Re: PROPOSAL: i74: Encoding for non-ASCII headers from Frank Ellermann on 2008-03-25 (ietf-http-wg@w3.org from January to March 2008)

From: Frank Ellermann <nobody@xyzzy.claranet.de>
Date: Tue, 25 Mar 2008 14:01:25 +0100
To: ietf-http-wg@w3.org
Message-ID: <fsasuf$l95$1@ger.gmane.org>

Julian Reschke wrote:

>> If there is a chance that these values have to be displayed in
>> HTML pages or used in XML files the NCR form &#xnnnnnn; might
>> work "as is", for \u'nnnnnn' something needs to determine a
>> corresponding UTF-16, hex. NCR, or UTF-8.

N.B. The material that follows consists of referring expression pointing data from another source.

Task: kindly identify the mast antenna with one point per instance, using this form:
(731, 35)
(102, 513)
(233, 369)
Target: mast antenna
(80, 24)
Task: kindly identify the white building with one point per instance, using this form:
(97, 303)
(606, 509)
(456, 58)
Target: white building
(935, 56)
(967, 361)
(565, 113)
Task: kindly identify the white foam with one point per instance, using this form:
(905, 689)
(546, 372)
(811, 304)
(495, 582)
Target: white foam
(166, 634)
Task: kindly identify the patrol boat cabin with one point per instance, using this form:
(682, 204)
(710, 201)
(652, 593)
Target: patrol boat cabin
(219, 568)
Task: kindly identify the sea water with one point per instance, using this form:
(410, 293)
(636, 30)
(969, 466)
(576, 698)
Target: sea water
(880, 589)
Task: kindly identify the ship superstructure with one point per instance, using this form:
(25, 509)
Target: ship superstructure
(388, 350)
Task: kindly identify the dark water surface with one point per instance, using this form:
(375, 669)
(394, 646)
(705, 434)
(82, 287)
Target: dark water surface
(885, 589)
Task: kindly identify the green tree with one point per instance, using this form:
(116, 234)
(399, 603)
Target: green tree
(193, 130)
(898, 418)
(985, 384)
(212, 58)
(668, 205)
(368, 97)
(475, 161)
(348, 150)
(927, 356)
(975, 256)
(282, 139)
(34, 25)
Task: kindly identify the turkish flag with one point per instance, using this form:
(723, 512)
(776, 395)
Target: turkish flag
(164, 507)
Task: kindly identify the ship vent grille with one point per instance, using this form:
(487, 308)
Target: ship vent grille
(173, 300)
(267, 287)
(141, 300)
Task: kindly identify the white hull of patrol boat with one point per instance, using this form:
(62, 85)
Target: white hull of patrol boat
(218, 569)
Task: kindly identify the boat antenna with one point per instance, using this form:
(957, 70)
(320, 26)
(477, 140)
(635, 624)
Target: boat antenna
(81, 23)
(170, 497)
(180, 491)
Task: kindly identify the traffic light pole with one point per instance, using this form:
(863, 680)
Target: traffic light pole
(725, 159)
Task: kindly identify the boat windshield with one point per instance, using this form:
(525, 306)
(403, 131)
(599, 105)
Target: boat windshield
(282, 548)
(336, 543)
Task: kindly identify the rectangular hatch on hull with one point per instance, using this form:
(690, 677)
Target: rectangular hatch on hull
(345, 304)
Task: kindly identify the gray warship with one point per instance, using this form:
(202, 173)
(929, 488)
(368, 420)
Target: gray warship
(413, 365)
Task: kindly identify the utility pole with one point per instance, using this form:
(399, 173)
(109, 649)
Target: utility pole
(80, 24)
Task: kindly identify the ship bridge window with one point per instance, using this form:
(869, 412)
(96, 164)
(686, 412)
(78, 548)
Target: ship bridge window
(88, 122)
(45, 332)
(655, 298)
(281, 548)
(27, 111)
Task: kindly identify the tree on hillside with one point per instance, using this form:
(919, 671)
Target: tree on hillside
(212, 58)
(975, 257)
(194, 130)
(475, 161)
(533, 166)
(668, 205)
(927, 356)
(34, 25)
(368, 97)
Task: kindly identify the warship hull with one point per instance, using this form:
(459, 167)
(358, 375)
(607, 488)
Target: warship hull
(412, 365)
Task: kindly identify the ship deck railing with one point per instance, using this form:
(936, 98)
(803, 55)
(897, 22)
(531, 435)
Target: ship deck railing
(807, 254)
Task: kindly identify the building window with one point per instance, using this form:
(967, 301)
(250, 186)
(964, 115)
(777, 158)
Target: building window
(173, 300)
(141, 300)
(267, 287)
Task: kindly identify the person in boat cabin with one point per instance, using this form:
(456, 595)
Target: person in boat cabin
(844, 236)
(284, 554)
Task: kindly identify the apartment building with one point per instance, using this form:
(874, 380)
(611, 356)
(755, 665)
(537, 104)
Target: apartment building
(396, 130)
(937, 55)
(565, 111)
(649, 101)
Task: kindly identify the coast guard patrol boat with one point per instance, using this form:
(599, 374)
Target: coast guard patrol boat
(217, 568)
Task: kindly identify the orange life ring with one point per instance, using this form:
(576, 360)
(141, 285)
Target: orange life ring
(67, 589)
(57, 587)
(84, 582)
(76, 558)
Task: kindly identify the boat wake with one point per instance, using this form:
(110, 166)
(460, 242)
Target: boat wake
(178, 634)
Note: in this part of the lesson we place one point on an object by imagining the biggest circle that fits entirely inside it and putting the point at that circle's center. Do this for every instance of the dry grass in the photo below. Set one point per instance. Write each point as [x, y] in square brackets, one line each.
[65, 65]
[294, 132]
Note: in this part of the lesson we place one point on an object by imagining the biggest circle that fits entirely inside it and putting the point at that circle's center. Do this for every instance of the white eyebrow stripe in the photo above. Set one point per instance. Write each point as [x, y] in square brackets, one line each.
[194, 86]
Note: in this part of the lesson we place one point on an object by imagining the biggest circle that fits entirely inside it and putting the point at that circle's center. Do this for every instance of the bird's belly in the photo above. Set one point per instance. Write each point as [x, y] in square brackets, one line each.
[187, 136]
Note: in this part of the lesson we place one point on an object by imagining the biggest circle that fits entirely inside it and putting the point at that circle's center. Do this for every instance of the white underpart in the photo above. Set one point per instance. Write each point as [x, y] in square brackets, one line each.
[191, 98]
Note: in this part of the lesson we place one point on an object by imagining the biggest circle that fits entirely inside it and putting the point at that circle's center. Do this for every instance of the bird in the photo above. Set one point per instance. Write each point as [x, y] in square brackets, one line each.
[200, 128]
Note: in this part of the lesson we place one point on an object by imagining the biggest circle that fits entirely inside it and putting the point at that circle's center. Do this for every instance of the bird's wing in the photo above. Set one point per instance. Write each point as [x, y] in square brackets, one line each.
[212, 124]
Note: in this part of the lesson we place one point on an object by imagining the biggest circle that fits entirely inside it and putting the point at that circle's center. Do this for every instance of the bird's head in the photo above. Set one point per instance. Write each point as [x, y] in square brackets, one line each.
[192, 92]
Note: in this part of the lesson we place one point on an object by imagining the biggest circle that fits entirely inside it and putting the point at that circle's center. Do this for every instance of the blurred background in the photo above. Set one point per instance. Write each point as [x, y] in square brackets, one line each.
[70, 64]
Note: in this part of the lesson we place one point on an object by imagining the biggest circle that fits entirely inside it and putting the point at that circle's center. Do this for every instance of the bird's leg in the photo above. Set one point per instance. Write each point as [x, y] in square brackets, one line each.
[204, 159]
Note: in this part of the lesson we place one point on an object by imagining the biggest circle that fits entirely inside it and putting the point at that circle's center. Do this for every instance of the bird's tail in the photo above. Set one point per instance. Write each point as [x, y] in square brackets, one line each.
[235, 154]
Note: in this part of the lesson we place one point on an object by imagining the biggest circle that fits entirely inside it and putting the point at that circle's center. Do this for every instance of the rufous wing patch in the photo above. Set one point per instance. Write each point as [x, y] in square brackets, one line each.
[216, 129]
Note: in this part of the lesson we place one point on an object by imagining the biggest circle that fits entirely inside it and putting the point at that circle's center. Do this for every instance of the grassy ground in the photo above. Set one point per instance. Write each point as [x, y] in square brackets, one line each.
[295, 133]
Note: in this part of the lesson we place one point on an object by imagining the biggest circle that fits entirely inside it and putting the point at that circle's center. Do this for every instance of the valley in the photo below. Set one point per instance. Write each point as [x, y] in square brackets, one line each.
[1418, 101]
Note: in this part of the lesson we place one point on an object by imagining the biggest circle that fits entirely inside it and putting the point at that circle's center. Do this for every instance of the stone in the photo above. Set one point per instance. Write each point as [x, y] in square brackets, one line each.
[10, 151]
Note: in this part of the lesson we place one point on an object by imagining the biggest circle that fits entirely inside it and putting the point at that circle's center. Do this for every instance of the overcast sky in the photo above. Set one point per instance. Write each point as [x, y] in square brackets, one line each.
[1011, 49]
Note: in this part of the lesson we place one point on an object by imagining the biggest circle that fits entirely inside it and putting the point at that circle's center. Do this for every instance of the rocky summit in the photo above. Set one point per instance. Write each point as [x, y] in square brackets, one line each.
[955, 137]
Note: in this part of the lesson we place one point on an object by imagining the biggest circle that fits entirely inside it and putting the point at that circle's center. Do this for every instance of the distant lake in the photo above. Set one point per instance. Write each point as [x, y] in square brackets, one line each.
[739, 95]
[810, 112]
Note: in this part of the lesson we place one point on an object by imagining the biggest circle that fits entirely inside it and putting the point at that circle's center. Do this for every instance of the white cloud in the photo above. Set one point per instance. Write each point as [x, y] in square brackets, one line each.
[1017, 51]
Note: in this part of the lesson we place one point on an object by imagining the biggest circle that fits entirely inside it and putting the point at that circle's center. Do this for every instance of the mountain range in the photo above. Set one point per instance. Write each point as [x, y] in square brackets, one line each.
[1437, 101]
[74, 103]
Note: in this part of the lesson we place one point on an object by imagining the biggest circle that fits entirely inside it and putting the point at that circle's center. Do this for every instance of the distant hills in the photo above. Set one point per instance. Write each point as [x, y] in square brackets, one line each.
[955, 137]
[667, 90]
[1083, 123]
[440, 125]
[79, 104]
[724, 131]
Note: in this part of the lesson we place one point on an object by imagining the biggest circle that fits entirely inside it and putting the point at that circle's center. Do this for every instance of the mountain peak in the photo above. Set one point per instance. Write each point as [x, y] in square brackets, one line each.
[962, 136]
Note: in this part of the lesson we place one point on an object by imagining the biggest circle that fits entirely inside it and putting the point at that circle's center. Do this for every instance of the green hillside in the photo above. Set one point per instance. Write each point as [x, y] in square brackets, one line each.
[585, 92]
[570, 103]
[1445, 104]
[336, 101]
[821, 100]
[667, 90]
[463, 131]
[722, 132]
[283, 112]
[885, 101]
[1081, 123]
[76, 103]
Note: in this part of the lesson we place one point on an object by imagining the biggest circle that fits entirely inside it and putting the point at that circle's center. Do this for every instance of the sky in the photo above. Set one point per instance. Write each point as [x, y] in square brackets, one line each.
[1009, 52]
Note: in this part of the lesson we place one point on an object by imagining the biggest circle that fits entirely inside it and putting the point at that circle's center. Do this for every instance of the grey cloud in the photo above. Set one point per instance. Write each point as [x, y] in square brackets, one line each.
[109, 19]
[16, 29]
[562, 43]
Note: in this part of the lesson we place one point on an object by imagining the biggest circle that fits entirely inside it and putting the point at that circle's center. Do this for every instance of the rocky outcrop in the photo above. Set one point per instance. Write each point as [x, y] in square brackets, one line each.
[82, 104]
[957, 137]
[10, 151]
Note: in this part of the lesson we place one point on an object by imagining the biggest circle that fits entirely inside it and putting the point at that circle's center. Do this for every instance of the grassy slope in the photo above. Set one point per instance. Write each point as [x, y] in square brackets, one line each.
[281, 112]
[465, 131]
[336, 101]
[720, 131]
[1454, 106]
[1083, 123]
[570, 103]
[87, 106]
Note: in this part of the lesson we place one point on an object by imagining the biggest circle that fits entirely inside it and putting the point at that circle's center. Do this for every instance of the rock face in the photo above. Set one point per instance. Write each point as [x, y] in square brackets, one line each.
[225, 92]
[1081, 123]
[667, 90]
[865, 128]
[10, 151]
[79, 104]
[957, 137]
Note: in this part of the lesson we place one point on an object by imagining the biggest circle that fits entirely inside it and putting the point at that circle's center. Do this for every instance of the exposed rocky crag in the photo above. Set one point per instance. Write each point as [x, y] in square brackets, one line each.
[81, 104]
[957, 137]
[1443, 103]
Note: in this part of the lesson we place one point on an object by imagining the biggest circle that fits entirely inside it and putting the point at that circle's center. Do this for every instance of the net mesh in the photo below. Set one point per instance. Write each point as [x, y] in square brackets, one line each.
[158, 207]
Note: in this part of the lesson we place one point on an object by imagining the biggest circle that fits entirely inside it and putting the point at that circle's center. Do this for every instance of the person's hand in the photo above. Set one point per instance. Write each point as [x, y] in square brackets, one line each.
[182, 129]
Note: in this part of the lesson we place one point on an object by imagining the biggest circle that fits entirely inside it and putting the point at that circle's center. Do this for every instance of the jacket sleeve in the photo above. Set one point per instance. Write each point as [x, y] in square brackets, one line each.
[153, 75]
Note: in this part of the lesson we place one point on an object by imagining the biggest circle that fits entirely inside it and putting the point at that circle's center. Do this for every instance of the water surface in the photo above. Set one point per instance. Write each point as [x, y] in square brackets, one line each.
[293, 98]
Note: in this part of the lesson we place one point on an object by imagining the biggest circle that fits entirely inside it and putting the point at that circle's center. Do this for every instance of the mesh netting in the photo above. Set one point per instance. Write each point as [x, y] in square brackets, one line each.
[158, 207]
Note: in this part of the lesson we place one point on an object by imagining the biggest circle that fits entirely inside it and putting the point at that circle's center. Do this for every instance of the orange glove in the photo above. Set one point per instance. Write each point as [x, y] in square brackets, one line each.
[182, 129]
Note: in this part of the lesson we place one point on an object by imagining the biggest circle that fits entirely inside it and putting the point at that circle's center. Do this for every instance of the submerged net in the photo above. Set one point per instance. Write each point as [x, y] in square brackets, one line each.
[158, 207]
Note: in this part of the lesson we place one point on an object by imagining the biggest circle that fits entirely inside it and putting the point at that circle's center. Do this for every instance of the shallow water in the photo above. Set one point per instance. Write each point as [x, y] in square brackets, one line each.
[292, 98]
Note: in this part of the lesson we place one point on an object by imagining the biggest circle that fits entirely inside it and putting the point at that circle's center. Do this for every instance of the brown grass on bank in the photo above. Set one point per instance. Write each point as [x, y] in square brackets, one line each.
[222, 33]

> Not sure I understand this.

> 1) Even if you want to use a value in HTML or XML, you will
> need to decode first, then re-encode, otherwise you'll end up
> with something like "&amp;xnnnnnnn;".

Not for "work as is", where decoding hex. NCRs is the job of a 
browser, or in the XML case unnecessary.  If you want something
better than "as is" for various Unicode security considerations
both notations are fine.

To protect encodings both forms allow this, your proposal &amp;
is okay for HTML and XML, maybe the &#x26; in RFC 5137 is more
general.  For the \u form RFC 5137 mentions \\u as protection,
in essence that is "double all backslashes" (for a shell prompt
when I had to do this "manually" it made me nervous... ;-)  

In both cases you'd have to explain what you want and how this
works, for NCRs that might be simpler (YMMV).

> the only difference between the two formats (BCP137, 5.1 and
> 5.2) is how they are embedded.

Yes, both specify Unicode points with hex. digits minus leading
zeros, \u uses 4..6 digits, NCRs use 2..6 digits.  Both forms
have a clear trailing terminator as recommended in Charmod.

Mark Nottingham wrote:

| BCP137 does note the ugliness factor WRT NCRs.

Yes, a matter of taste, in that case John's taste.  Pick what
you like better, for implementors both forms are trivial if the
protection is clear (if it is at all needed, I'm not sure when).

 Frank

Received on Tuesday, 25 March 2008 13:00:02 UTC